Yes, it is time for bed. Yes, CUDA benchmarking and GPU card benchmarking should not be the responsibility of JCUDA. Can you make a business out of benchmarking and make some money?

Marco13 · 8. Dezember 2015 um 03:11

Some off-topic here as well, but:

It depends. Excessively and blindly pooling things should probably not be the „baseline“ of the development strategy. Java has a garbage collector, and it is good, and it is becoming better. Java has escape analysis, and it is good, and it is becoming better. It has been a while since Brian Goetz wrote in Java theory and practice: Urban performance legends, revisited:

Allocation is faster than you think, and getting faster
…
Object pooling is now a serious performance loss for all but the most heavyweight of objects, and even then it is tricky to get right without introducing concurrency bottlenecks.

But even though Brian Goetz certainly knows his stuff, I have observed cases where avoiding allocations significantly increased the performance. And this refers to simple cases of which one could think that they should be covered by the Escape Analysis. Creating and throwing away millions of simple objects like „Point2D“ or „Double“ (!) can lead to unacceptable „Full GC“ pauses. But I guess your „pooling“ did not refer to these cases. For larger, heavweight objects, there may be cases where one could consider some sort of pooling, hand in hand with a careful analysis of whether it is really advantageous.

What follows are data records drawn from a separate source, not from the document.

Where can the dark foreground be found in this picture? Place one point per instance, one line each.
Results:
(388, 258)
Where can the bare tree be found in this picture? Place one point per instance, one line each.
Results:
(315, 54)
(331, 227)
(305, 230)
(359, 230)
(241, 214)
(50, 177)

As you might guess: The purpose of JCuda was not to make money. (I’m not sure what its purpose was, though). There certainly are companies that turned benchmarking into a business model. A careful and reliable performance analysis takes time, many resources (hardware), and lots of efforts, and it’s hard (or even impossible) to convince people that the results are really reliable (and not distorted by, say, things like garbage collection ;)). So the benchmarks that can be created for CUDA based on JCuda will at best be considered as „hints“, or rough indications (even though I personally think that the pure execution time of a GEMM, especially when it is measured with CUDA events, is largely independent of the hin Java/JNI layer that is wrapped around the actual call).

NigelEssence · 10. Dezember 2015 um 08:56

Totally off topic - yes I have seen, for example in 2d graphics, where Double or Point2D creation can have a significant effect. That is why I like to have a ‘cache’ of an array which is expanded and recreated when necessary. But I guess i was talking about multithreading, where you have a pool of 8 tasks, and you submit thousands of tasks to it. You first of all want a subtask which is defined as a class, and not created on the fly (I am terrible at Java terminology - I mean don’t do

        pool.submit(new Callable() {

but have an explicit callable class, maybe an array of callables, and instantiate it. These little things can be quite important if each thread is quite short.

I still say take care of memory and performance will take care of itself.

Marco13 · 10. Dezember 2015 um 10:10

It depends, and it is difficult. On the one hand, when measuring the performance really shows that, e.g. GC pauses are reduced, there’s hardly a doubt. I think the Point2D example is a nice one, because I thought about this particular one a lot. Modeling a nice Point2D or Point3D class that is easy and convenient to use, „nicely“ designed in OOP terms (also regarding mutability and immutability), and efficient at the same time is challenging. For the simple case, one could create Methods like

class Point2D {
    double x, y;

    Point2D add(Point2D p) { /* create and return a new point */ 
    Point2D mul(double d) { /* create and return a new point */ 
}

in order to allow nice, convenient call chains like

Point2D result = point.add(other).mul(2).add(yetAnother).mul(3);

but of course, this is horrible in terms of performance and GC overhead that it may cause. (Again, something like this would/should be covered by Escape Analysis, but investigations show that this is often not the case - at least for „less trivial“ application patterns).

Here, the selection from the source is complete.